Am Fam Physician. 2004 Oct 15;70(8):1451-1452.
to the editor: I enjoyed the article “Breast Cyst Aspiration,”1 in the November 15, 2003, issue of American Family Physician. As a diagnostic radiologist, I’ve aspirated thousands of breast cysts and would like to offer a few suggestions regarding the management of cysts.
I think the aspiration technique is even simpler than the authors1 indicate. By cleansing the skin that will be punctured by the needle with two or three alcohol wipes, povidone-iodine swabs or sterile drapes are not necessary.
There is fairly good evidence2–4 that injecting an equivalent volume of air into the cyst after aspirating the fluid prevents or markedly reduces the propensity for cyst fluid reaccumulation. Desiccation of the fluid-secreting cells that line the cyst interior has been proposed as the mechanism. The air injection is accomplished by unscrewing the syringe from the needle with the needle in situ, evacuating the aspirated cyst’s fluid from the syringe into a container or test tube, drawing an equivalent volume of air back into the syringe, reattaching the syringe, and injecting the air. This takes 20 seconds and may prevent cyst recurrence. Patients will have a soft mushy mass where the cyst had been, and the air resorbs during the ensuing days. Before ultrasonography was generally available in breast-imaging facilities, we would perform “pneumocystogram” mammography after injecting the air to exclude the possibility of intracystic mass.
In my experience, thick gelatinous cyst fluid is simply “old” fluid with high protein content. Intracystic neoplasms are papillary cancers or papillomas, and do not have this type of intracystic fluid; it is generally new or old blood resulting from spontaneous hemorrhage or local needle trauma to the friable papillary fronds that occurs during the aspiration procedure. I’ve watched numerous colloid-filled cysts completely disappear with aspiration under real-time ultrasound observation. It is okay to simply discard viscous fluid from cysts if it is not bloody. Even in the case of documented intracystic papillary cancer, the sensitivity of cytologic diagnosis from the cyst fluid is quite poor. In general, cyst fluid cytology is seldom helpful, and may even force unnecessary surgical biopsies in cases where the cytology shows “atypia.”
If no fluid is obtained during the first stick, I would urge physicians to stop and maintain firm pressure to minimize bruising, because hematomas can complicate breast imaging by obscuring true masses.

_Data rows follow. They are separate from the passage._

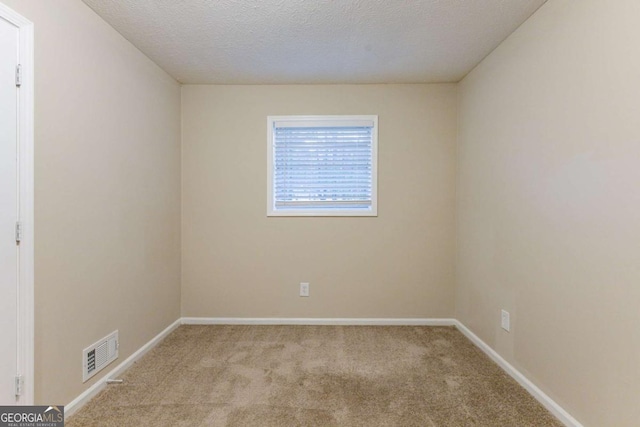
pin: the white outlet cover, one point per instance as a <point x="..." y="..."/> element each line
<point x="506" y="321"/>
<point x="304" y="289"/>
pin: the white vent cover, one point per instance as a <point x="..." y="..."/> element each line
<point x="100" y="354"/>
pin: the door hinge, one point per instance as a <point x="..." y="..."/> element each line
<point x="19" y="385"/>
<point x="18" y="75"/>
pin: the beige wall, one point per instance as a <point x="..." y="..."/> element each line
<point x="107" y="193"/>
<point x="238" y="262"/>
<point x="549" y="203"/>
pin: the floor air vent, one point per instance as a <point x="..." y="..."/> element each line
<point x="97" y="356"/>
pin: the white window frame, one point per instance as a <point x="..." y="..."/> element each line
<point x="272" y="211"/>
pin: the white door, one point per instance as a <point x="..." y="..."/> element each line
<point x="8" y="211"/>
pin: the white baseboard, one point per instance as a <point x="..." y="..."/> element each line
<point x="533" y="390"/>
<point x="538" y="394"/>
<point x="79" y="401"/>
<point x="315" y="321"/>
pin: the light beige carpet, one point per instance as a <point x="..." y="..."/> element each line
<point x="314" y="376"/>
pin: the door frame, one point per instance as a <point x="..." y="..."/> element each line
<point x="26" y="314"/>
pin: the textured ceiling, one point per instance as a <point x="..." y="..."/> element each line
<point x="315" y="41"/>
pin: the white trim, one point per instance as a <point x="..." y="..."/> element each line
<point x="562" y="415"/>
<point x="26" y="176"/>
<point x="315" y="321"/>
<point x="533" y="390"/>
<point x="89" y="393"/>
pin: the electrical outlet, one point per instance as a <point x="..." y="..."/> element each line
<point x="304" y="289"/>
<point x="506" y="321"/>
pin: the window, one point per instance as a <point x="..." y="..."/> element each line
<point x="322" y="165"/>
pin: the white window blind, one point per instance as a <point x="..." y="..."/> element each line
<point x="323" y="165"/>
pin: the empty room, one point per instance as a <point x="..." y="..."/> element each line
<point x="320" y="213"/>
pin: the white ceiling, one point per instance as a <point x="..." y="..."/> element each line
<point x="315" y="41"/>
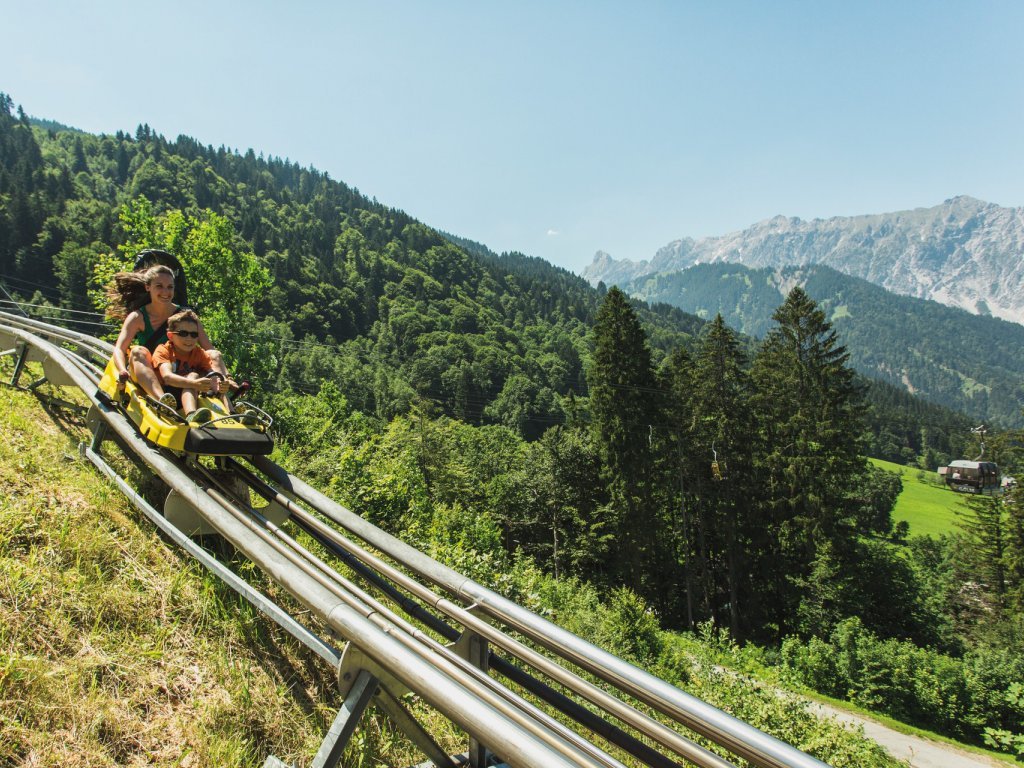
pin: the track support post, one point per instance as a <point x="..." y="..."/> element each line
<point x="474" y="649"/>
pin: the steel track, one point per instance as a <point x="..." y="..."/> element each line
<point x="410" y="623"/>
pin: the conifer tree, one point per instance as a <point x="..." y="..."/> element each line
<point x="810" y="423"/>
<point x="625" y="400"/>
<point x="723" y="437"/>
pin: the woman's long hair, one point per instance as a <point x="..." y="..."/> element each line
<point x="128" y="291"/>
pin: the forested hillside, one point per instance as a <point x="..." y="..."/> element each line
<point x="497" y="408"/>
<point x="965" y="361"/>
<point x="400" y="312"/>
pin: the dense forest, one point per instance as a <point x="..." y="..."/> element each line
<point x="946" y="355"/>
<point x="496" y="407"/>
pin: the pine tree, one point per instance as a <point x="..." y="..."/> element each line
<point x="625" y="401"/>
<point x="723" y="435"/>
<point x="810" y="414"/>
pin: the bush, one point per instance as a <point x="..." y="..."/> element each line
<point x="978" y="698"/>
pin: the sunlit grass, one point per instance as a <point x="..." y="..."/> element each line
<point x="928" y="507"/>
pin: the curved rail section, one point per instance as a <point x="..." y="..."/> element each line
<point x="409" y="624"/>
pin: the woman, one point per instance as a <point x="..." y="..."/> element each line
<point x="142" y="329"/>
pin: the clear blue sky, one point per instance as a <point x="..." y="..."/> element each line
<point x="560" y="128"/>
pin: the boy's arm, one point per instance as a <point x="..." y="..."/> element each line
<point x="172" y="379"/>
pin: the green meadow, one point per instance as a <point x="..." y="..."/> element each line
<point x="928" y="507"/>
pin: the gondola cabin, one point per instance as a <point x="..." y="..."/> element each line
<point x="971" y="477"/>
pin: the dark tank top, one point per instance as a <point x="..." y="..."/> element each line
<point x="151" y="337"/>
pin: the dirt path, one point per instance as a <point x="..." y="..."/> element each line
<point x="920" y="753"/>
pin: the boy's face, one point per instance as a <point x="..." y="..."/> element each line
<point x="184" y="337"/>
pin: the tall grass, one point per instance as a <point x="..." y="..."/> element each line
<point x="116" y="649"/>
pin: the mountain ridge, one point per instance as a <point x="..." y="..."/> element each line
<point x="970" y="363"/>
<point x="965" y="253"/>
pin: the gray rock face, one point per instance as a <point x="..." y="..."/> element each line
<point x="964" y="253"/>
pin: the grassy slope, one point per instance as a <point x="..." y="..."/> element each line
<point x="930" y="509"/>
<point x="116" y="649"/>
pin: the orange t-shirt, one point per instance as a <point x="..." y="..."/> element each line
<point x="197" y="360"/>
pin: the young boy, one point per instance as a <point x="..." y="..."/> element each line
<point x="182" y="367"/>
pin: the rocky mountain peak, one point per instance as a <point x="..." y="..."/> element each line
<point x="965" y="252"/>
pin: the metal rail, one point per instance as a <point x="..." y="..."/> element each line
<point x="397" y="654"/>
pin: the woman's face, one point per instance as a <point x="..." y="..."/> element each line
<point x="162" y="289"/>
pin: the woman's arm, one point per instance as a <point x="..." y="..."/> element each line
<point x="132" y="325"/>
<point x="204" y="340"/>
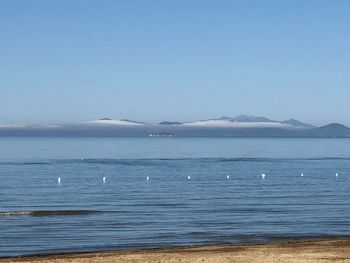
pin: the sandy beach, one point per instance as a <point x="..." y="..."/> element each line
<point x="322" y="250"/>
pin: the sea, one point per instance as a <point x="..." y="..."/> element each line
<point x="61" y="195"/>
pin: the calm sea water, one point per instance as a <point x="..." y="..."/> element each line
<point x="37" y="215"/>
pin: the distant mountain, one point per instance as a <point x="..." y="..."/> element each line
<point x="239" y="126"/>
<point x="331" y="130"/>
<point x="297" y="123"/>
<point x="170" y="123"/>
<point x="245" y="121"/>
<point x="246" y="118"/>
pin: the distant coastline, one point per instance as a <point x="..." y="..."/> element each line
<point x="241" y="126"/>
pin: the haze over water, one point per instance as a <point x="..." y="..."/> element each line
<point x="37" y="215"/>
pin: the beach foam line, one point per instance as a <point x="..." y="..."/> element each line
<point x="41" y="213"/>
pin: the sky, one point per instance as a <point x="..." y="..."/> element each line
<point x="70" y="61"/>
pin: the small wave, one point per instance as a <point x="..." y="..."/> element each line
<point x="44" y="213"/>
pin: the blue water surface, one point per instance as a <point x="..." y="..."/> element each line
<point x="224" y="201"/>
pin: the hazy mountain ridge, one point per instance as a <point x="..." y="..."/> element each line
<point x="239" y="126"/>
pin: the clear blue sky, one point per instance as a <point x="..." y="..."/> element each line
<point x="72" y="61"/>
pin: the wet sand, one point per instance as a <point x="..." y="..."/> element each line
<point x="321" y="250"/>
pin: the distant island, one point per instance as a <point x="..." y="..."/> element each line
<point x="239" y="126"/>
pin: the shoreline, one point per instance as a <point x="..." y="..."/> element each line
<point x="335" y="249"/>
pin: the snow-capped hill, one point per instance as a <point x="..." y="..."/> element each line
<point x="245" y="121"/>
<point x="246" y="118"/>
<point x="298" y="124"/>
<point x="111" y="122"/>
<point x="236" y="124"/>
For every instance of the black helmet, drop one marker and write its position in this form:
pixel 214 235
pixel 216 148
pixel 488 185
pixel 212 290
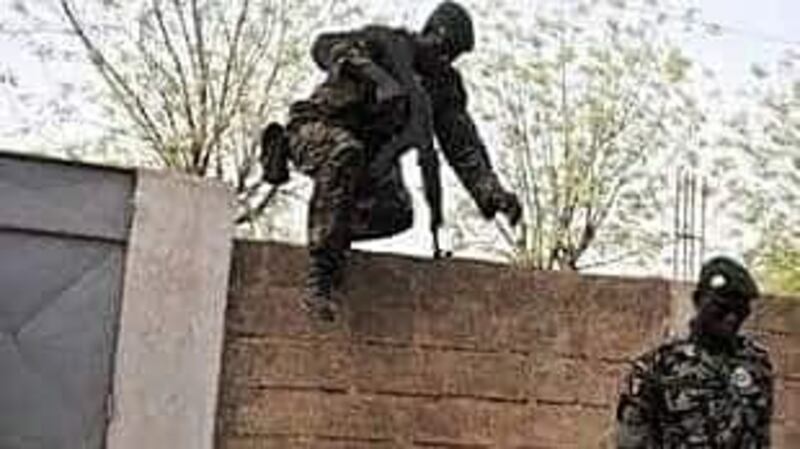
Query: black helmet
pixel 457 23
pixel 725 278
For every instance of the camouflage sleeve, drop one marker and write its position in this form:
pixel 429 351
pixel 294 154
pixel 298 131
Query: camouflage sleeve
pixel 637 427
pixel 460 142
pixel 329 47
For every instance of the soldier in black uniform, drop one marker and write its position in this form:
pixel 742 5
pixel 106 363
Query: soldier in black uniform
pixel 387 90
pixel 711 390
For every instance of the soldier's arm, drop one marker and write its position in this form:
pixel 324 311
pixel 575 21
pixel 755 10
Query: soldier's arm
pixel 464 149
pixel 637 426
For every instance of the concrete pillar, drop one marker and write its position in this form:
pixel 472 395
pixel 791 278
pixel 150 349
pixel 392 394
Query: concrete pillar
pixel 169 343
pixel 681 308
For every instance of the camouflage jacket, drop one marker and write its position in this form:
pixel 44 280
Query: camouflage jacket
pixel 681 395
pixel 453 126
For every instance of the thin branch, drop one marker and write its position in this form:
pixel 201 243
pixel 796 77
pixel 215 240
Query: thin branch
pixel 117 83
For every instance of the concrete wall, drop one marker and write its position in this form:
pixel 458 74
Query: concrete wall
pixel 450 354
pixel 113 286
pixel 167 360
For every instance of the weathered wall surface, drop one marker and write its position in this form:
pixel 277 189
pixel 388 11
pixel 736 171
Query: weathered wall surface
pixel 449 354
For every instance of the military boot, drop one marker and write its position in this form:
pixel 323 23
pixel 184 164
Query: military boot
pixel 275 154
pixel 318 298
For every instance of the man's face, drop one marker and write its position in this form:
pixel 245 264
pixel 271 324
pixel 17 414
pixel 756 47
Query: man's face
pixel 720 317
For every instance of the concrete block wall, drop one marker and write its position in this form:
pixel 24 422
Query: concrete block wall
pixel 449 354
pixel 776 324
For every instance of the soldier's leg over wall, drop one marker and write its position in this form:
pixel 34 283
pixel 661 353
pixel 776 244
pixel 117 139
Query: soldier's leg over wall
pixel 335 160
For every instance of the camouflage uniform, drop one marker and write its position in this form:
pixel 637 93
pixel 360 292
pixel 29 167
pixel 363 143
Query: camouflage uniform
pixel 331 137
pixel 683 395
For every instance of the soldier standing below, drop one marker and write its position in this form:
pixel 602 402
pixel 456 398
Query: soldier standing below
pixel 711 390
pixel 387 90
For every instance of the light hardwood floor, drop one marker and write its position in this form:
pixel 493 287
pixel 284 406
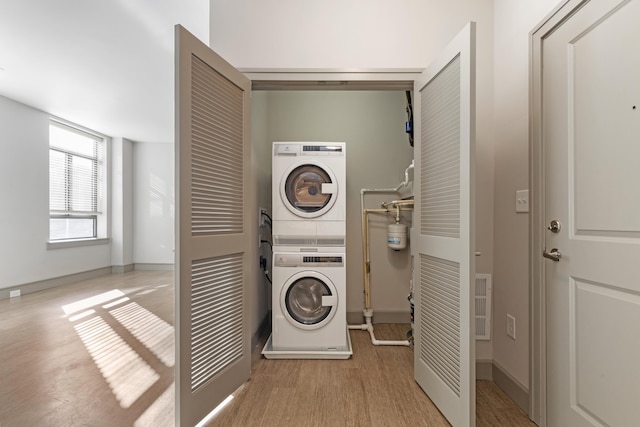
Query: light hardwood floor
pixel 114 367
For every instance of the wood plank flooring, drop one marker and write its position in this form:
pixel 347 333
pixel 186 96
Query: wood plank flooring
pixel 113 367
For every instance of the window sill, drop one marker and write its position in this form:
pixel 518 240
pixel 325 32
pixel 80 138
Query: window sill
pixel 61 244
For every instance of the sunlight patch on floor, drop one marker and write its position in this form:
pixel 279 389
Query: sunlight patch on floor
pixel 153 332
pixel 124 370
pixel 86 303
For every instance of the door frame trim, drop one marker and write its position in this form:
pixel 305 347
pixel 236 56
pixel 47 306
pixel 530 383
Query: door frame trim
pixel 537 285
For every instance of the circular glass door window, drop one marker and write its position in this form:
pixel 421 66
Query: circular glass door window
pixel 303 188
pixel 303 301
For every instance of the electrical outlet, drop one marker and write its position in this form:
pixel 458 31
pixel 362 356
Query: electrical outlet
pixel 261 218
pixel 511 326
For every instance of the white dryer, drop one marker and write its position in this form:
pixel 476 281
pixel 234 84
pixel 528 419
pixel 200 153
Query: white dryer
pixel 309 193
pixel 309 302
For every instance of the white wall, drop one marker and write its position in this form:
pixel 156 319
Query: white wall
pixel 121 202
pixel 513 22
pixel 24 217
pixel 368 34
pixel 154 203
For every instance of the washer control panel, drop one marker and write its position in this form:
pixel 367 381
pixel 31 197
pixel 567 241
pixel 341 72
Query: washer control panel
pixel 302 260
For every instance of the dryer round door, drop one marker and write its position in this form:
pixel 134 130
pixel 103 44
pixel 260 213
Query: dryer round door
pixel 309 300
pixel 309 190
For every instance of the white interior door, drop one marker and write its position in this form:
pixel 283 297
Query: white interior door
pixel 213 226
pixel 444 231
pixel 591 146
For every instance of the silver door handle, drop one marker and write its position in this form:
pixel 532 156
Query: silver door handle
pixel 553 255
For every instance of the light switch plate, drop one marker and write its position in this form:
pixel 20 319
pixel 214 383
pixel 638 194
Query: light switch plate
pixel 522 201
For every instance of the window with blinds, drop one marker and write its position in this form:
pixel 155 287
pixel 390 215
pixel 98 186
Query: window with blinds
pixel 76 182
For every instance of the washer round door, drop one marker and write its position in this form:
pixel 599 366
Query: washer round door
pixel 308 190
pixel 309 300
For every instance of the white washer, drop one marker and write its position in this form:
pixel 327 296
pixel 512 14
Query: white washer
pixel 309 193
pixel 309 302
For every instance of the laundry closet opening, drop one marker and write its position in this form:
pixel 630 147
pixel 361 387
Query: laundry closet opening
pixel 370 118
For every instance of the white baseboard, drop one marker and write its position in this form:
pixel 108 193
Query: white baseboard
pixel 40 285
pixel 151 266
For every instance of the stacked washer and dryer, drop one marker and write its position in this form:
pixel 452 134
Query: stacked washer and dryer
pixel 309 257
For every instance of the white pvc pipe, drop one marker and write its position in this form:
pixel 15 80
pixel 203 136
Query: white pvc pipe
pixel 368 326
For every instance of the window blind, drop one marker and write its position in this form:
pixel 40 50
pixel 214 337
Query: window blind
pixel 75 182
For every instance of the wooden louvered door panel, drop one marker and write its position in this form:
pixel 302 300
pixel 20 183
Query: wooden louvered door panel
pixel 212 244
pixel 443 236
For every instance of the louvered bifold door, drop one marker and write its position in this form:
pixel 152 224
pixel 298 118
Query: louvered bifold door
pixel 213 228
pixel 443 242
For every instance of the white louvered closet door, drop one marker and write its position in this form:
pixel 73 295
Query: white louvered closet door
pixel 213 228
pixel 443 235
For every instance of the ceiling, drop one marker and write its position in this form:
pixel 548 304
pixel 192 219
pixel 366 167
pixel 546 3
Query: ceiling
pixel 105 65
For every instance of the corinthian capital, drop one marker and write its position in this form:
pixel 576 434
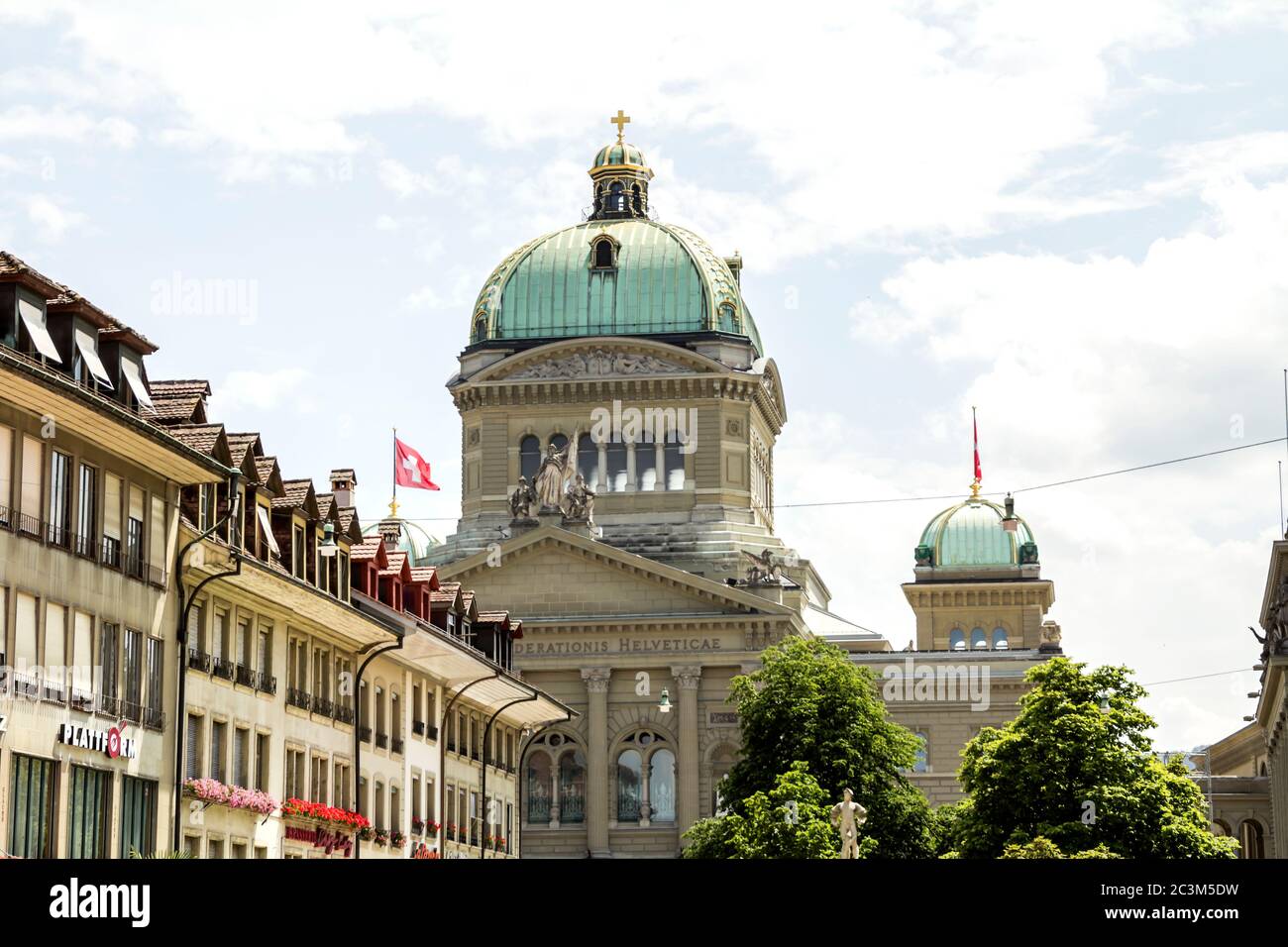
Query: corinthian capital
pixel 596 680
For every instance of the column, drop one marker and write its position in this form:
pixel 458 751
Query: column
pixel 687 677
pixel 596 759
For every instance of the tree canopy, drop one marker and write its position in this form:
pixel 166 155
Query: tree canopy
pixel 809 715
pixel 1076 768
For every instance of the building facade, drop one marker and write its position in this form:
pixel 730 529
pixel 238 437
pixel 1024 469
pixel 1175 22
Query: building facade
pixel 202 655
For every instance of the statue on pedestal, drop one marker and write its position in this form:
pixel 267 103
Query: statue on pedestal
pixel 580 500
pixel 849 815
pixel 552 475
pixel 522 500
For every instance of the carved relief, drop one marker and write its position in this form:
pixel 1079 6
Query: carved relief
pixel 597 364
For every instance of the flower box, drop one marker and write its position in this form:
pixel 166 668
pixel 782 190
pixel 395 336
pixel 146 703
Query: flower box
pixel 331 814
pixel 215 792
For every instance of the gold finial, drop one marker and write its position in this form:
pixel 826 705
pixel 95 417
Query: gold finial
pixel 621 120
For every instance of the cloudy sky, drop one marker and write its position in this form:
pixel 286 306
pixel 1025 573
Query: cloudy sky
pixel 1070 215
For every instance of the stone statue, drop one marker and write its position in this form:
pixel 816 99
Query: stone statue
pixel 849 815
pixel 580 500
pixel 522 500
pixel 765 569
pixel 552 475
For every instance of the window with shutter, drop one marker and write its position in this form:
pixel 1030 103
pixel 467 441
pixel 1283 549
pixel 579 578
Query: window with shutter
pixel 217 750
pixel 192 749
pixel 241 748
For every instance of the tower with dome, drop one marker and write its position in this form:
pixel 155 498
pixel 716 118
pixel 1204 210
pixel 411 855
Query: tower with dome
pixel 618 359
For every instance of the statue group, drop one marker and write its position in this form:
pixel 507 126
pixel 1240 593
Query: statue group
pixel 552 491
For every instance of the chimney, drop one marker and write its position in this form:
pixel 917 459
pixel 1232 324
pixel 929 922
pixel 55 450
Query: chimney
pixel 343 484
pixel 390 531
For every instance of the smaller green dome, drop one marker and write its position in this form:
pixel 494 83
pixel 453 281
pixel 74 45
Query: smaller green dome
pixel 971 535
pixel 411 539
pixel 619 154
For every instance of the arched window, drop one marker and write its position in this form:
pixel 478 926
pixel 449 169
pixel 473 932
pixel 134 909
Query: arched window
pixel 921 762
pixel 1252 839
pixel 529 457
pixel 572 788
pixel 645 462
pixel 588 459
pixel 604 254
pixel 661 787
pixel 629 787
pixel 539 788
pixel 674 459
pixel 616 466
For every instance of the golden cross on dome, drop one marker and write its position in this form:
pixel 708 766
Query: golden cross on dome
pixel 621 121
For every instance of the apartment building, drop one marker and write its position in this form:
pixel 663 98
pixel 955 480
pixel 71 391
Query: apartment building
pixel 205 655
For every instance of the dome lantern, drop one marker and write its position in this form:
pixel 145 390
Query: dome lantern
pixel 619 178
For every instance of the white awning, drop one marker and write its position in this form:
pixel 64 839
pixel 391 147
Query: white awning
pixel 268 528
pixel 134 377
pixel 88 346
pixel 34 317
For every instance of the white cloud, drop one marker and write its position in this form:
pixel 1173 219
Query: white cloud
pixel 248 392
pixel 1086 365
pixel 872 123
pixel 25 123
pixel 51 218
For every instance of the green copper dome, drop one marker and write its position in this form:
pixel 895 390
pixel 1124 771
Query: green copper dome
pixel 619 154
pixel 629 275
pixel 971 535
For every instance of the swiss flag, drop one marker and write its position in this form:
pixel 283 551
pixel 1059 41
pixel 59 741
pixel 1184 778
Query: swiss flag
pixel 410 468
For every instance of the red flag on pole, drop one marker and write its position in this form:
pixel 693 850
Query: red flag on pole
pixel 979 474
pixel 410 468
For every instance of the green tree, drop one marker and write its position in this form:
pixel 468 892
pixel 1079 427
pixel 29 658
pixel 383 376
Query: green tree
pixel 1077 770
pixel 790 821
pixel 810 703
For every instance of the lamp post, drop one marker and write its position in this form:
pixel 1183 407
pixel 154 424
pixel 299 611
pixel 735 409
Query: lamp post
pixel 185 602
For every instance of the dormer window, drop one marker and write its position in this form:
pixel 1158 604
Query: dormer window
pixel 603 253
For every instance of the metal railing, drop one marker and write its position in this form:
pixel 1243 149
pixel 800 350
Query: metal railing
pixel 108 705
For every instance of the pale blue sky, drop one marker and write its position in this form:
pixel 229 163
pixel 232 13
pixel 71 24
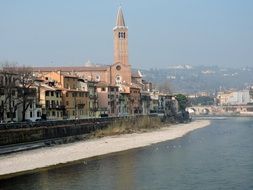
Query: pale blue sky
pixel 161 32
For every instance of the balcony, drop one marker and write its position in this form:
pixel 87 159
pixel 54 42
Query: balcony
pixel 93 96
pixel 58 107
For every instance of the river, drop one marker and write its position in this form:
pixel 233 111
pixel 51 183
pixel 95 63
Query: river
pixel 216 157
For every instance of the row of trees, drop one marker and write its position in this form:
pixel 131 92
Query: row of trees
pixel 16 90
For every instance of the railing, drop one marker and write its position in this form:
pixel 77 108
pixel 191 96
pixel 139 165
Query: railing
pixel 51 123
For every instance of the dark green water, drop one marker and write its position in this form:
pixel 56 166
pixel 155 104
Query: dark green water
pixel 216 157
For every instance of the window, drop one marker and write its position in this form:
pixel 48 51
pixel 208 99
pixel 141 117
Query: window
pixel 118 67
pixel 97 78
pixel 47 103
pixel 53 103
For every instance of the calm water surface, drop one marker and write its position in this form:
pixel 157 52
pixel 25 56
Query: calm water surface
pixel 215 157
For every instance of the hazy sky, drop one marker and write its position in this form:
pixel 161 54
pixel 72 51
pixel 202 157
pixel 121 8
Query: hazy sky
pixel 161 32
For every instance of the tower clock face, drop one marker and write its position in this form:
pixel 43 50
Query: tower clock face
pixel 118 67
pixel 118 78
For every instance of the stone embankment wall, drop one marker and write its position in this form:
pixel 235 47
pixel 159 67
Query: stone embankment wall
pixel 15 133
pixel 29 133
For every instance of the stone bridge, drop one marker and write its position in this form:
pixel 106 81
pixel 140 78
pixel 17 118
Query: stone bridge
pixel 221 110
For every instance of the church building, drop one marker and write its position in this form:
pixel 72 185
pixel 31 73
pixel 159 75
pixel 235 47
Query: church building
pixel 117 74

Lastly, the authors1 note that surgical referral is recommended for refilling of cysts or residual mass after aspiration. Actually, breast imaging is the most logical next step. A work-up would include a diagnostic mammogram following placement of a metallic marker over the palpable finding, and an ultrasound examination of the region using current-generation equipment. Only after a thorough imaging evaluation should the need for tissue sampling be addressed. The radiologist usually should decide whether or not tissue diagnosis is needed. If tissue sampling is needed, it could be done with core needle biopsy at the time of the diagnostic mammogram, and all data necessary for management would be obtained during one visit to the radiology department.
1. Lucas JH, Cone DL. Breast cyst aspiration Am Fam Physician. 2003;68:1983–6.
2. Ikeda DM, Helvie MA, Adler DD, Schwindt LA, Chang AE, Rebner M. The role of fine-needle aspiration and pneumocystography in the treatment of impalpable breast cysts. AJR Am J Roentgenol. 1992;158:1239–41.
3. Tabar L, Pentek Z, Dean PB. The diagnostic and therapeutic value of breast cyst puncture and pneumocystography. Radiology. 1981;141:659–63.
4. Dyreborg U, Blichert-Toft M, Boegh L, Kiaer H. Needle puncture followed by pneumocystography of palpable breast cysts. A controlled clinical trial. Acta Radiol Diagn (Stockh). 1985;26:277–81.
editor’s note : This letter was sent to the authors of “Breast Cyst Aspiration,” who declined to reply.